What I hadn’t counted on, however, was that it would destroy, for me, the depth of allure of the original composition, which like many of my favorites was rooted in its being alien. If it was mysterious to analyze prior to my dissecting it, once I’d gotten so far as to manage from memory the ability to trigger the notes in sequence and with proper timing of attack, sustain, and decay, I wasn’t anymore able to hear the original the same way. The mystery was gone.
Not that I thought I had brought about anything nearly as lovely. It’s had its moments, sure, but when you play out with as many variations as I have over the decade-plus since I acquired it… well, like the broken clock twice the Earth rotation ::: bound to be sublime a couple of times, and close a few times beyond that. Still, if you touch your ear to it, you can tell it’s not ticking.
And I did get round to recording it for posterity last year when I saw that a group in New York had done a 30-year tribute (one year early). But my result was less than I had anticipated even, which wasn’t a great deal besides.
Besides that, what I had learned to play & since forgotten had drifted so far from what it was based on, I’ve wanted since then to begin again.
So, I figured I’d give the original structure and tuning another go on the occasion of the official 30th anniversary of the release of the album on which it appears, Apollo: Atmospheres & Soundtracks.
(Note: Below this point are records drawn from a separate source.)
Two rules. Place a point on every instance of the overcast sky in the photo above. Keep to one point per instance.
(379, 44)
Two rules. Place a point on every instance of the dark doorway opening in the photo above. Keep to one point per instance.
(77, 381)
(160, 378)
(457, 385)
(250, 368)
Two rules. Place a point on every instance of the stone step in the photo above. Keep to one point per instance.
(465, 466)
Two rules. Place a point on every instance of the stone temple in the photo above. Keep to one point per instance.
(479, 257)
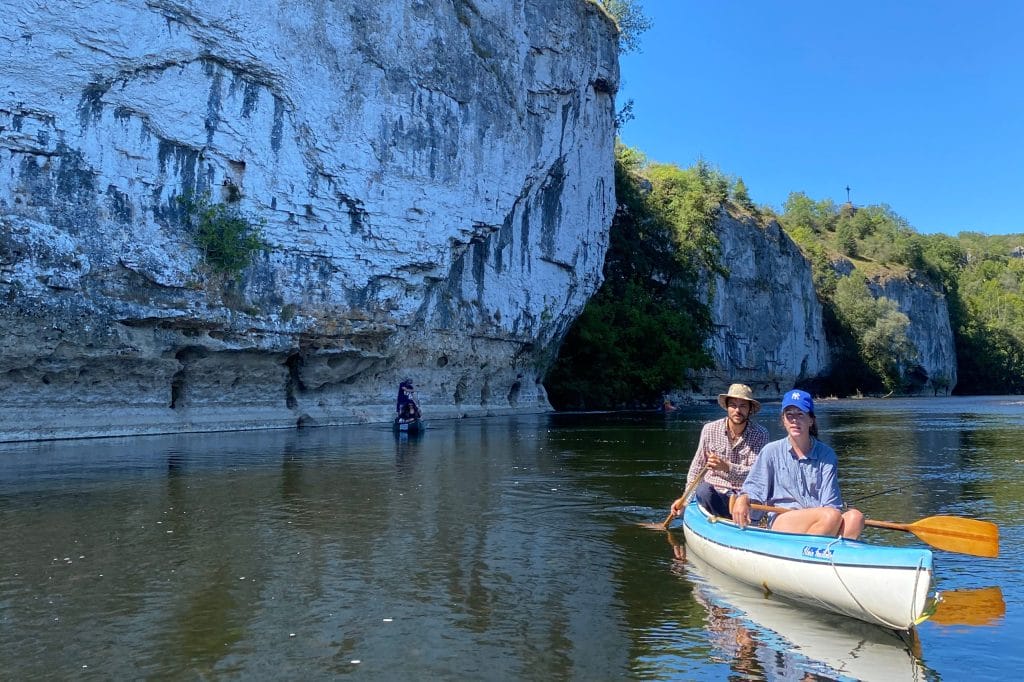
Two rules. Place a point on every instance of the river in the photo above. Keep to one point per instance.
(512, 548)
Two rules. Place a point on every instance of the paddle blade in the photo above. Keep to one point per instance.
(953, 534)
(970, 607)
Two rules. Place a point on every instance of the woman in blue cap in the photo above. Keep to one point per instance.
(801, 473)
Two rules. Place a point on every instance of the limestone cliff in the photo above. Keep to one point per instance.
(930, 330)
(434, 177)
(768, 329)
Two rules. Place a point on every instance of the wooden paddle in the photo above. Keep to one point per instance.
(686, 495)
(976, 606)
(952, 534)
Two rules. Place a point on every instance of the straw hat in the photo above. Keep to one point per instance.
(741, 391)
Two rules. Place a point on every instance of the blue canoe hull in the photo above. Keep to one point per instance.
(417, 426)
(886, 586)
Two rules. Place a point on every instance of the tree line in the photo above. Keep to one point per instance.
(648, 323)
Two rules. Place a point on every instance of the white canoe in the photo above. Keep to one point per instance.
(794, 640)
(886, 586)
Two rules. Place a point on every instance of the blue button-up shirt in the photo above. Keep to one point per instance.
(778, 477)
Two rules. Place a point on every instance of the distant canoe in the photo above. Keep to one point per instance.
(414, 426)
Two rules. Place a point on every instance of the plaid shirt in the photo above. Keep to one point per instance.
(740, 454)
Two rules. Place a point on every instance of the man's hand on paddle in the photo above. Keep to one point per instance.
(740, 507)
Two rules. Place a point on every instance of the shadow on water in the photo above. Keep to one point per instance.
(507, 548)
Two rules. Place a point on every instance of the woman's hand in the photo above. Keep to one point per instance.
(677, 507)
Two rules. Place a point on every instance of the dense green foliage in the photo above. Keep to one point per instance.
(981, 278)
(646, 325)
(225, 236)
(990, 314)
(631, 20)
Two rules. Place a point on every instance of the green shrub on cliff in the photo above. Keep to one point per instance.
(646, 325)
(226, 237)
(630, 18)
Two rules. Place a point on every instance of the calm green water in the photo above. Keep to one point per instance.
(499, 549)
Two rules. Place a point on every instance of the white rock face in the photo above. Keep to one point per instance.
(768, 330)
(435, 181)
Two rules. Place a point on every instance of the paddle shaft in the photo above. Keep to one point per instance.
(952, 534)
(686, 495)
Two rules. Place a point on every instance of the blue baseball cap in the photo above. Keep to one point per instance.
(800, 399)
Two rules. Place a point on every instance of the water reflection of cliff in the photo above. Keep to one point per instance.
(769, 639)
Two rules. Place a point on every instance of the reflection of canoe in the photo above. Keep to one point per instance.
(414, 426)
(847, 647)
(887, 586)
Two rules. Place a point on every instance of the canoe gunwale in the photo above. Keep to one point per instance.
(886, 586)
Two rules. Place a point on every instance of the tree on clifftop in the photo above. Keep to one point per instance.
(630, 19)
(645, 327)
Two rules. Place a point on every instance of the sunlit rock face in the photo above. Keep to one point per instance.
(929, 331)
(434, 179)
(768, 330)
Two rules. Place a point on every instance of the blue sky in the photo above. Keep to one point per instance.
(911, 103)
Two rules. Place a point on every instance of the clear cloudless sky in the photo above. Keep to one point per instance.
(914, 103)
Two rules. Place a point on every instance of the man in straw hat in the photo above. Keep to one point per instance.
(726, 452)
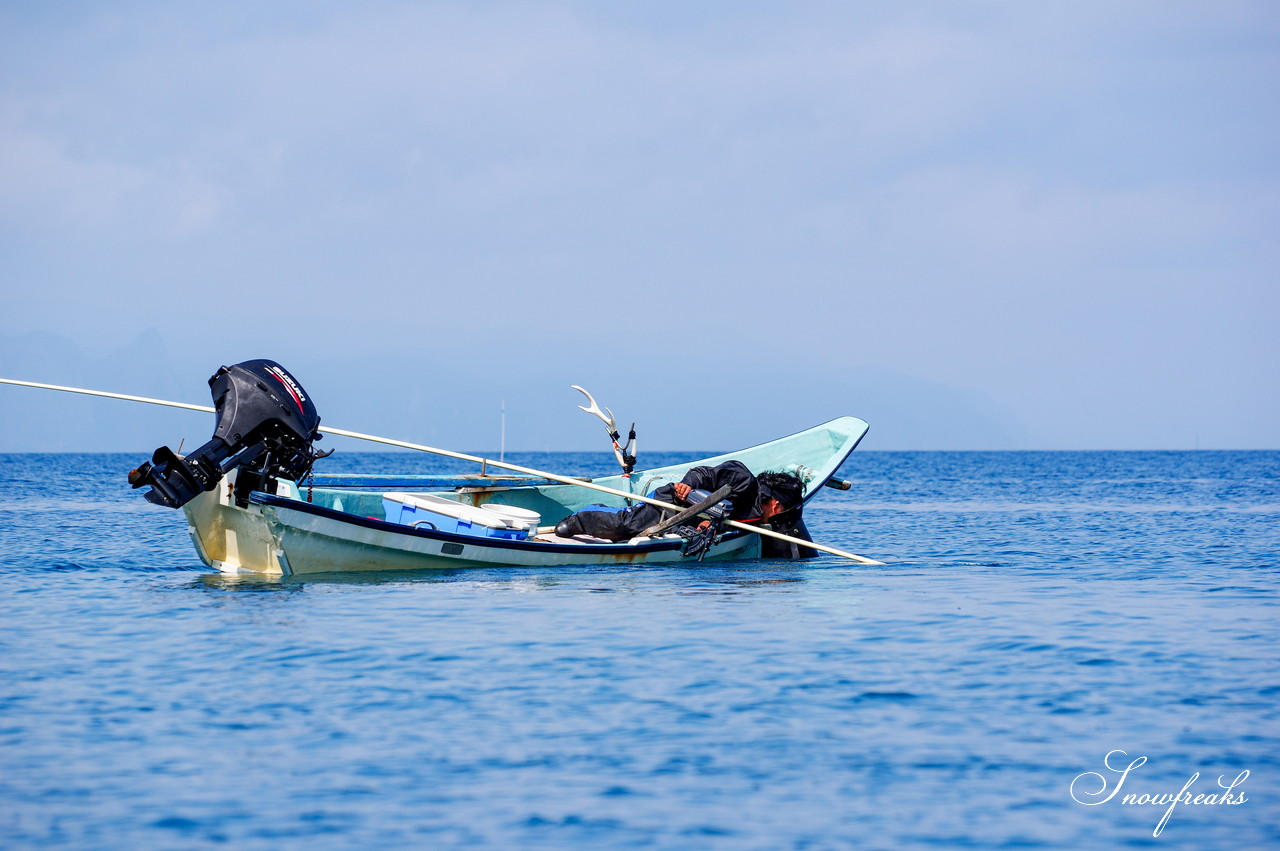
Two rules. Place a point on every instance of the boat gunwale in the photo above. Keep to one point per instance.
(261, 498)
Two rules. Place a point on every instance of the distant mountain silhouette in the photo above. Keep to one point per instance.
(452, 399)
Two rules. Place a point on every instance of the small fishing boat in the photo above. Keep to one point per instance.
(342, 524)
(254, 503)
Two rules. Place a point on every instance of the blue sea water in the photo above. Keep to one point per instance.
(1036, 612)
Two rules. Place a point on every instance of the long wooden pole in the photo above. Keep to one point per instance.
(461, 456)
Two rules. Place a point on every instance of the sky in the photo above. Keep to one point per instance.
(982, 225)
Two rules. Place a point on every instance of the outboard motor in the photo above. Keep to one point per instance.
(265, 424)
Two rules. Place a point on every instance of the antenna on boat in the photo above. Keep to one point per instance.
(626, 456)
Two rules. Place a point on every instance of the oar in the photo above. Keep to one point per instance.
(462, 456)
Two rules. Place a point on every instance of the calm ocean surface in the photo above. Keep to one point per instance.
(1037, 612)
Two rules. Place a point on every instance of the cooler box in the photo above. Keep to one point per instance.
(428, 511)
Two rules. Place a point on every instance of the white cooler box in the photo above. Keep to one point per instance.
(428, 511)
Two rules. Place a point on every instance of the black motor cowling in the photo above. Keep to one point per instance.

I listened to the recording again. One upside to not having heard it for so long (save for when ignoring its crass usage in other media) is that the lustrous swelling returned to trigger something. You can never go back, but this was close. I was hearing enough of a departure from what I had gotten used to performing that the essence of the mystery crept through a crevice in my memory bank, back through the crust, to an older version of my sense memory.
Or I just forgot a lot of shit.
Something interesting that I don’t recall having considered: How it begins and ends on the album defines its obscurity. More specifically, the segment of the phrase that begins the piece on the recording, because it’s faded in, begins only the creation of a shape one cannot identify – or, in this case, sets the tone for what ends up as that which sounds to me like formless symmetry. And that’s precisely how An Ending hit me: a shapeless repetition that could go on forever if it didn’t happen a few times and then fade out again.
Though I’d wished that Eno would do more longer tracks like the ones featured on the albums Discreet Music, Music for Airports, Thursday Afternoon, and Neroli (and quite contrary to many of the tidbits on Music for Films), the studio-fade was made for a composition like An Ending.
Naturally it’s possible with today’s technology for a listener to edit the recorded track on the album to fit endless repeat (on one’s home computer or what have you) but as it is, the fade-in and fade-out make the composition virtually eternal – without beginning or end.
(The Big Ship from Another Green World, on the other hand, sails right on by making you wonder where it went and when it’s coming back.)
But if you just start playing it at a certain spot in nearly full voice – the way I’d been doing it live – the entire piece takes on an inescapable shape & feel, based solely on that factor. And I almost always jumped right in with the phrase landing at the most frequently occurring pitch (transposed for my purposes to -1400 cents), which establishes a linear feeling, leaning in an identifiable direction, no-less, that’s nothing like what it should be in its purest form.
I have not corrected that here and, less-over, have forgone the usual backdrop of delay or bed of effect that has often colored my concert renditions. And my tone is still nowhere near as auroral, but I hope some of the sensibility remains. At any rate, to me, Eno’s sounds magical again.